Patient preferences for treatment: report from a randomised comparison of treatment strategies in early rheumatoid arthritis (BeSt trial)

Affiliations
Randomized Controlled Trial

Patient preferences for treatment: report from a randomised comparison of treatment strategies in early rheumatoid arthritis (BeSt trial)

Yvonne P M Goekoop-Ruiterman et al. Ann Rheum Dis. 2007 Sep.

Abstract

Objective: To determine treatment preferences among patients with recent onset rheumatoid arthritis participating in a randomised controlled trial comparing four therapeutic strategies.

Methods: A questionnaire was sent to all 508 participants of the BeSt trial, treated for an average of 2.2 years with either sequential monotherapy (group 1), step-up combination therapy (group 2), initial combination therapy with tapered high-dose prednisone (group 3), or initial combination therapy with infliximab (group 4). Treatment adjustments were made every 3 months to achieve low disease activity (DAS < or =2.4). The questionnaire explored patients' preferences or dislikes for the initial therapy.

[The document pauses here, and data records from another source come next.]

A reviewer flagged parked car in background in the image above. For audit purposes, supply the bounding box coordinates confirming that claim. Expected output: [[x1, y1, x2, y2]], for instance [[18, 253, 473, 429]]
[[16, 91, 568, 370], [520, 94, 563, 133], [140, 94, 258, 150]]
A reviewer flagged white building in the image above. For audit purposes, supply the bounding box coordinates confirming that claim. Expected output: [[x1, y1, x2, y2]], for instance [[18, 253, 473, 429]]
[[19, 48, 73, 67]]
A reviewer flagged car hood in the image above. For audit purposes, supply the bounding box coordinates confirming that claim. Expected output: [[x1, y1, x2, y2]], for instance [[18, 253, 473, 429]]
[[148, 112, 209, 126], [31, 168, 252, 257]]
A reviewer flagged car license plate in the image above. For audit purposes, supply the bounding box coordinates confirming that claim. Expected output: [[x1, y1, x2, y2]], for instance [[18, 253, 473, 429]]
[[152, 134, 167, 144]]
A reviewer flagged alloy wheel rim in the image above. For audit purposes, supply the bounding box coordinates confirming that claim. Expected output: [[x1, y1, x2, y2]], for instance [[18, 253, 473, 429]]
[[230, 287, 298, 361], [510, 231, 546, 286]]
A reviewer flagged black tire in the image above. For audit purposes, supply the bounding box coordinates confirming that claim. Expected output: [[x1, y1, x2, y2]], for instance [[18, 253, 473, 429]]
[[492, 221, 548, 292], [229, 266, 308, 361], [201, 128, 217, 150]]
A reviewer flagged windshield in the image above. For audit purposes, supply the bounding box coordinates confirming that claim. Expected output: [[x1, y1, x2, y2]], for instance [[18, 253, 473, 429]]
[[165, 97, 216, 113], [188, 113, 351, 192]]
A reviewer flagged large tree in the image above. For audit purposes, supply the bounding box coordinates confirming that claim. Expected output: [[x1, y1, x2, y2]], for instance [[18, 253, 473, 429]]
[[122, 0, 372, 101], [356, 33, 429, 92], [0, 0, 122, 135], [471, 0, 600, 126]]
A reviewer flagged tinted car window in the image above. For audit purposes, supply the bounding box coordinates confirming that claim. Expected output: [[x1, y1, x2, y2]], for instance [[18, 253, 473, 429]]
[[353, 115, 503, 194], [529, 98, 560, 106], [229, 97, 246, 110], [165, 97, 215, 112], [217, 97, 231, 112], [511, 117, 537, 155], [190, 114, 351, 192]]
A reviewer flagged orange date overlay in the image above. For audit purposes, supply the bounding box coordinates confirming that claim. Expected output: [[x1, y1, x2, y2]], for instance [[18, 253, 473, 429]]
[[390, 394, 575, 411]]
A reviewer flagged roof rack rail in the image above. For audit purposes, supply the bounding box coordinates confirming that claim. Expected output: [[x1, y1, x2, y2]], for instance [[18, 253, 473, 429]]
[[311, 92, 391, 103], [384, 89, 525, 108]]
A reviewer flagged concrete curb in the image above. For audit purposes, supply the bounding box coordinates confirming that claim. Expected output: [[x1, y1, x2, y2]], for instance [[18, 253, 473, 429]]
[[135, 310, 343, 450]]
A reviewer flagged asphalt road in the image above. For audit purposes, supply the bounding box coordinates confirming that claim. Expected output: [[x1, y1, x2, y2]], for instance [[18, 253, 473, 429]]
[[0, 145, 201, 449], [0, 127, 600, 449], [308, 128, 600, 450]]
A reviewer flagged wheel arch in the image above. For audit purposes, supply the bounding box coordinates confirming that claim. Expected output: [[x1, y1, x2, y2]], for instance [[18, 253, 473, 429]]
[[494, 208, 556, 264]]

Results: In total, 440 patients (87%) completed the questionnaire. Despite virtually equal study outcomes at 2 years, more patients in group 4 reported much or very much improvement of general health: 50%, 56%, 46% and 74% in groups 1-4, respectively (overall, P<0.001). Almost half of the patients expressed no preference or aversion for a particular treatment group, 33% had hoped for assignment to group 4 and 38% had hoped against assignment to group 3. This negative perception was much less prominent in patients actually in group 3. Nevertheless, 50% of patients in group 3 disliked having to take prednisone, while only 8% in group 4 disliked going to the hospital for intravenous treatment.

Conclusions: Within the limitations of our retrospective study, patients clearly preferred initial combination therapy with infliximab and disliked taking prednisone. After actual exposure, this preference remained, but the perception of prednisone improved. Patient perceptions need to be addressed when administering treatment.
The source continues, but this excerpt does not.